The New York World's Fair, featuring such spectacles as General Motor's Futurama, demonstrate models of the future to an enamored public, and highlight the drive of industry to reinvent Americas cities to accommodate new comsumer marvels.
Germany invades Poland on September 1, 1939, an act of aggression that starts World War II.
United States President Harry Truman announces the end of the second World War, and the people of New York throw the celebration of their lives in Times Square.
William J. Levitt pioneers the assembly-line techniques for house construction. He builds the largest private housing project in American history, called Levittown, in a four-thousand acre potato field on Long Island.
Title 1 of the 1949 Housing Act creates the Urban Renewal or Slum Clearance Program, in order to relieve the post-war housing crisis, and to provide affordable housing for the poor.
Robert Moses begins construction of the Cross-Bronx Expressway. Everyone who is in the path of the soon to be built expressway is sent a letter telling them that they have 90 days to get out of their homes. The project would eventually destroy 21 neighborhoods and upends more than 250,000 people.

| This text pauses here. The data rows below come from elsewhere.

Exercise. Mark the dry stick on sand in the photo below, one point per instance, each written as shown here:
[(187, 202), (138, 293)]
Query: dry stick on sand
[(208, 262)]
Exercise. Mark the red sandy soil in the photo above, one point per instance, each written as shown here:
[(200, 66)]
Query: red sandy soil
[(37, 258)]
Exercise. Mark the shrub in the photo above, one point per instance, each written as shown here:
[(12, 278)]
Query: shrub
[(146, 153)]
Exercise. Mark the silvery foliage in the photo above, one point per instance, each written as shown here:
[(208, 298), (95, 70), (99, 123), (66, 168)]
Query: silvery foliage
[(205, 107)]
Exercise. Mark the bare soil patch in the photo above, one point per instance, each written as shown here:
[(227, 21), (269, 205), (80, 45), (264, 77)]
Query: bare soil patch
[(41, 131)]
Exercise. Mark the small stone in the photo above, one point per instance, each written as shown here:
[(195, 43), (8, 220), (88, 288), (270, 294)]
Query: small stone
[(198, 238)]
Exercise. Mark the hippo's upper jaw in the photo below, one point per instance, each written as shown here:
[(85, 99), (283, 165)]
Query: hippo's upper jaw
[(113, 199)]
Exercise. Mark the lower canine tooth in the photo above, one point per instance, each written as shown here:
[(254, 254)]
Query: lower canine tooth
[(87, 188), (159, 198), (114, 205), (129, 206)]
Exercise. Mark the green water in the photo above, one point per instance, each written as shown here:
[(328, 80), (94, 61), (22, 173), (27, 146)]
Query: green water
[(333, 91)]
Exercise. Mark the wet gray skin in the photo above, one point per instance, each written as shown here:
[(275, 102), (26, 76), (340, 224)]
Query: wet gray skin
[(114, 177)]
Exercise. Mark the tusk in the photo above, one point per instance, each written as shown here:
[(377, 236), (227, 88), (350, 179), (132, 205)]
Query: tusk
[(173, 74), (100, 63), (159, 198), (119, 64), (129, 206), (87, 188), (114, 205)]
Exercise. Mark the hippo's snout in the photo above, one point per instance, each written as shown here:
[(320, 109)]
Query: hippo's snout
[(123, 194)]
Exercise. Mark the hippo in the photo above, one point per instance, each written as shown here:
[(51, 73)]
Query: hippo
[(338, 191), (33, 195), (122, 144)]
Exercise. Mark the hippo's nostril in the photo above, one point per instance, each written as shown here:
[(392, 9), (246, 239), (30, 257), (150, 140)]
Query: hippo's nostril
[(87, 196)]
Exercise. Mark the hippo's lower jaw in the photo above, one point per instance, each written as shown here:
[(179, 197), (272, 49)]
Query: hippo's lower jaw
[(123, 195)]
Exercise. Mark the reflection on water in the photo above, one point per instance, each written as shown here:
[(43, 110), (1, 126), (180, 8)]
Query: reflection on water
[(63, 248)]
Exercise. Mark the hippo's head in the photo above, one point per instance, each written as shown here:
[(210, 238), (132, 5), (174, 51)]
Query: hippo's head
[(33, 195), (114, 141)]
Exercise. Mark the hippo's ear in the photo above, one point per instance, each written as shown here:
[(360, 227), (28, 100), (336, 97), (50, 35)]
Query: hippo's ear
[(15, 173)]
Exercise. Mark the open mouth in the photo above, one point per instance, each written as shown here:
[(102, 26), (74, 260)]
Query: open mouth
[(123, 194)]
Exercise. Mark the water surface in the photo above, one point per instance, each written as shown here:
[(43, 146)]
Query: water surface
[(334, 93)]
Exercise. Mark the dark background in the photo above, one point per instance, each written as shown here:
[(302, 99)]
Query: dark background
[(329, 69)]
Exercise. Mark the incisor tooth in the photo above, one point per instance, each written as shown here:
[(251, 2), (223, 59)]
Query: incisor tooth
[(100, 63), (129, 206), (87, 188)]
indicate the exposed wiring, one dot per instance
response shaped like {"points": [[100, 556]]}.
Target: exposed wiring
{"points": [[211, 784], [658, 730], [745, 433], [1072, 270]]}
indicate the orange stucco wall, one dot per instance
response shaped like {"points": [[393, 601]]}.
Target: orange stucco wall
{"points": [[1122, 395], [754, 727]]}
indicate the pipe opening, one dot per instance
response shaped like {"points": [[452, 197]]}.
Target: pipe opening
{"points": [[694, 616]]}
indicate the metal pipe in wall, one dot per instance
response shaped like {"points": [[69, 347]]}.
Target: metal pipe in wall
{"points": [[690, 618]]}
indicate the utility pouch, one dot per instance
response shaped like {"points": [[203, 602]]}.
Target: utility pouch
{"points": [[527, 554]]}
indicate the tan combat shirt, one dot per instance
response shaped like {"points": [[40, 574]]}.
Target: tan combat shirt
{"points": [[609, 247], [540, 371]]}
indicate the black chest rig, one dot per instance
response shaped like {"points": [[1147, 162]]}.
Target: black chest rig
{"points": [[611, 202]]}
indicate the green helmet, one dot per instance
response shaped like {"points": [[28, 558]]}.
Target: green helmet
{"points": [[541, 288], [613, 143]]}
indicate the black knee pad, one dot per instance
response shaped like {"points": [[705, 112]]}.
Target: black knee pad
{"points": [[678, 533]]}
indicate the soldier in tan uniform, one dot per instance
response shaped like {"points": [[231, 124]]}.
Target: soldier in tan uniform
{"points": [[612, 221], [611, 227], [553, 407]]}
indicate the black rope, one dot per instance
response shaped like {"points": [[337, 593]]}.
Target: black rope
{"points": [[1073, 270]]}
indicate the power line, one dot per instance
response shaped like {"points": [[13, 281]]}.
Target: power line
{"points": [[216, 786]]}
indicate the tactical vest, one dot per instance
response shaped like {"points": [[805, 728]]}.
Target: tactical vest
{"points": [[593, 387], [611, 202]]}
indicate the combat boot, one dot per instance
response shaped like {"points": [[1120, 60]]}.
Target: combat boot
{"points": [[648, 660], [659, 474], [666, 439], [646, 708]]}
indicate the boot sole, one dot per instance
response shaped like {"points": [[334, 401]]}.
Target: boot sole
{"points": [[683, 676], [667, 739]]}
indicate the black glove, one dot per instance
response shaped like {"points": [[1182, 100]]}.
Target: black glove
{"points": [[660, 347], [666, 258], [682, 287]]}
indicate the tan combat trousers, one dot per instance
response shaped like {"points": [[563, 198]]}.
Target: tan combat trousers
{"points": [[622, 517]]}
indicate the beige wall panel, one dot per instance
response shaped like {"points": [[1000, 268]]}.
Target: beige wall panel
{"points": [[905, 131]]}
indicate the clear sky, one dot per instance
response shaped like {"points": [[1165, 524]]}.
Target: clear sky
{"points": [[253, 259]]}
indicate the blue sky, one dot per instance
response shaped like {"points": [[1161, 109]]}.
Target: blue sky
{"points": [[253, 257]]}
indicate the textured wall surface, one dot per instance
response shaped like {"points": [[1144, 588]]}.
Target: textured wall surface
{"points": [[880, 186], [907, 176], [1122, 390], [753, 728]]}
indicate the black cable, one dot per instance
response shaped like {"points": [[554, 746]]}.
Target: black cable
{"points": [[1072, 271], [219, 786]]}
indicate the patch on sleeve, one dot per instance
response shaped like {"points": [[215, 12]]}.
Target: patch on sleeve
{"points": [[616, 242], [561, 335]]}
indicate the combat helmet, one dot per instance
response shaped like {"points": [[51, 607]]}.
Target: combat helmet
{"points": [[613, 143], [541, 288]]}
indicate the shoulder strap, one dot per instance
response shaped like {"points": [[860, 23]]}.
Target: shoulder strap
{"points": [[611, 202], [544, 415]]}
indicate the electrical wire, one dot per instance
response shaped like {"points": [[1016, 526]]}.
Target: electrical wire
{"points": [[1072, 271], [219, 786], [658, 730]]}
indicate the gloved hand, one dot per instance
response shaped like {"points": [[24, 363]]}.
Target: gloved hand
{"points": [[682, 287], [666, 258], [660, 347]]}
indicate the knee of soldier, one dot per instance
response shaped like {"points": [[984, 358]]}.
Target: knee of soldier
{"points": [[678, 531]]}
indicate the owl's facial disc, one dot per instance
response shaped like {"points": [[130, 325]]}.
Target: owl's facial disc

Title 1, a boon for developers and real estate agents, destroys the hearts of many poor neighborhoods. More than a hundred thousand black New Yorkers are uprooted and forced by red-lining into Bedford-Stuyvesant and Harlem.
The Landmarks Preservation Commision is established in the wake of Jane Jacobs victory over Robert Moses and the Lower Manhattan Expressway, which, if built, would have destroyed Greenwhich Village as it cut across the island.
The Hart-Cellar Act, an immigration law that favored opening up immigration to skilled immigrants, was passed. The new act would ensure that new York continued to thrive with a constant influx of languages, cultures, and traditions.
John Lindsay becomes Mayor of New York amidst riots, strikes, fires, and a terrible economic crisis that literally saw thousands of city blocks turned into rubble. Corporations and citizens fled the city looking for better lives in the suburbs, taking their tax dollars with them. To continue paying the city's bills, Mayor Lindsay had to borrow heavily from banks.
The banks that had lent New York money cut off its ability to borrow. They asked that the city repay them six billion dollars before they would lend it money again. The city government turned to the federal government to ask for 2.3 billion dollars in loan guarantees, but President Gerald Ford said he would not agree to guarantee New York's loans. Less than a month later, however, he changed his mind and agreed to help New York.
With time to put its finances in order, city officials moved with startling dispatch -- cutting services, repaying its outstanding loans, and balancing the city budget by 1981 -- a full year ahead of schedule.
With the advent of electronic fund transfers, unimaginably huge sums of money began circulating around the globe -- 24 hours a day. By the mid-1980s, 40 percent or more of those electronic transactions were passing through New York. The influx of money and financial institutions triggers a phase of dramatic growth in employment and new construction for New York.
After a brief recession in the early '90s, New York's boom begun in the '80s continued, and waves of immigrants from virtually every country in the world poured into the city. By the end of the decade, more than a third of all New Yorkers had been born abroad, and nearly 180 languages could be overheard on the streets.
For the first time in its history, New York's population grows to more than eight million, with whites constituting the largest racial group, nearly 3.6 million, and the Hispanic population swelling to nearly 2.2 million. The city's black population rises to more than 2.1 million and the Asian population peaked at a bit less than 800,000. 393,959 New Yorkers identify themselves as multiracial.
On September 11, the twin towers of the World Trade Center were destroyed in the most devastating terrorist attack in the history of the United States. Two jetliners were crashed into the towers, causing both to collapse. New York City suffered a loss of over 6,000 people.